Dowagiac Union Schools offering virtual read-aloud series
DOWAGIAC — Just because schools are no longer meeting in person does not mean that students’ literacy improvement is halted.
After schools across Michigan were mandated to close until Monday, April 13 in the most recent order issued by Gov. Gretchen Whitmer, Dowagiac Union Schools got creative in how it would reach its students.
Katrina Daiga, the director of state and federal programs at Dowagiac Union Schools, wears many hats. Daiga is also a reading recovery teacher leader and the kindergarten through fifth grade English language arts administration chair. Since Dowagiac’s school closure, she kicked off a virtual read aloud series. Her first reading, “There’s Lots that I Can Do” by Kathleen M. Harte, began with a YouTube video and a link uploaded to the district’s website on March 17.
“Being a literacy leader in the district, I think it is important to have good and rich examples of books for students, whether they are on-site or at home,” Daiga said. “This is a way that we can reach all those through social media.”
Daiga said she plans to have different readers each day, including teachers and other staff who have volunteered to record and read aloud a book that can be shared with students.

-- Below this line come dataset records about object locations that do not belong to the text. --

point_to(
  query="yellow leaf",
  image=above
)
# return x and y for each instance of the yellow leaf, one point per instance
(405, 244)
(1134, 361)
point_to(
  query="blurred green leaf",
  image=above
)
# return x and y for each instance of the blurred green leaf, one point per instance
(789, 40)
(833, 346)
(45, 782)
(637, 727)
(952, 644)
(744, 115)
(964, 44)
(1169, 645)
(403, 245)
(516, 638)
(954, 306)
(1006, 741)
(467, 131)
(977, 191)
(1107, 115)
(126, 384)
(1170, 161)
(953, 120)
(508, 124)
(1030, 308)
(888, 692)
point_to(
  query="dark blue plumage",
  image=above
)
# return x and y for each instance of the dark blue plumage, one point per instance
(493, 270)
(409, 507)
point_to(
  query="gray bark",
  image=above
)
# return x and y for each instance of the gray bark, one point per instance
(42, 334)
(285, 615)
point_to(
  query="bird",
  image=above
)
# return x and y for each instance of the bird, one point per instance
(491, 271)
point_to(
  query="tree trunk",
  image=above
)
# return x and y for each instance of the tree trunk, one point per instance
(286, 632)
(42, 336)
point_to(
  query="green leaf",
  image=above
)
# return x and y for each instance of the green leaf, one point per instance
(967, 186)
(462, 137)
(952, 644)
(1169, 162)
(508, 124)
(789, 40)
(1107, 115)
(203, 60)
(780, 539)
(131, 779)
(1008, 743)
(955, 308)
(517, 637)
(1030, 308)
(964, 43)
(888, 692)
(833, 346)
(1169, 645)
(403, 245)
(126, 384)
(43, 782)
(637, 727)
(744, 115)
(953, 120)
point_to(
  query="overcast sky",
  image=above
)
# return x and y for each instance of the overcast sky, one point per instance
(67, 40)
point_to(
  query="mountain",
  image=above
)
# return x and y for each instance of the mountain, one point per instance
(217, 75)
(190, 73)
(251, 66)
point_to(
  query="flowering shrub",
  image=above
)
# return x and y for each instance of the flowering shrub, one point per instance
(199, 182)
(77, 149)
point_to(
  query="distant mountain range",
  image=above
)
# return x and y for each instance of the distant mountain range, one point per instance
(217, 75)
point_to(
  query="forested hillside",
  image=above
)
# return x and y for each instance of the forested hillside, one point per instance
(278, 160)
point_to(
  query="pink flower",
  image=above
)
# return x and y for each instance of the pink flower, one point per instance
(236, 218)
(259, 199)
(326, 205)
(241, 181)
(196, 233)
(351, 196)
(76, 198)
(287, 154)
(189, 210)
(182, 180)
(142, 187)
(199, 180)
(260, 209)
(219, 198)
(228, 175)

In her role, Daiga facilitates discussions with administration talking about needs through literacy learning, how students continue to process, and helping teachers understand challenges they might come across with students who are struggling to read and write.
“I help with the organization of Title I programing and at-risk programming,” Daiga said. “Those funding sources, that come along with that from the feds and states, I help facilitate [with] buildings on best programming and how they can approach getting what their students need, and their teacher supports that they need to have a big impact on students.”
Daiga has created a private YouTube channel and sent information to parents and Dowagiac Union Schools’ community on where she is uploading the read aloud videos. After investigating, she had publishers reaching out advising her to post them in a closed group.
As more teachers and volunteers record read-alouds, Daiga hopes students will be able to log in to the YouTube group and choose from a list of available books read by some of their own teachers.
Currently, Daiga has about 10 to 12 recordings to upload and add to the growing list.
“It’s the teacher’s choice what book they choose and their approach,” Daiga said. “We just want to make sure we have some great examples of read-alouds and that kids can enjoy listening to stories when they are not at school.”
On her first uploaded read-aloud, Daiga received more than 170 views. She hopes to continue to use feedback submitted on the page.
“The number of subscribers to our channel would be good feedback of the interest there,” she said. “Also, the comments that are on the Facebook page and the shares we’ve gotten.”
Overall, Daiga hopes the read-aloud series will engage students in good literature and possibly intrigue students to search out books they do not already have at home.
“These books might provide examples of what they want to expand their own home library with,” she said.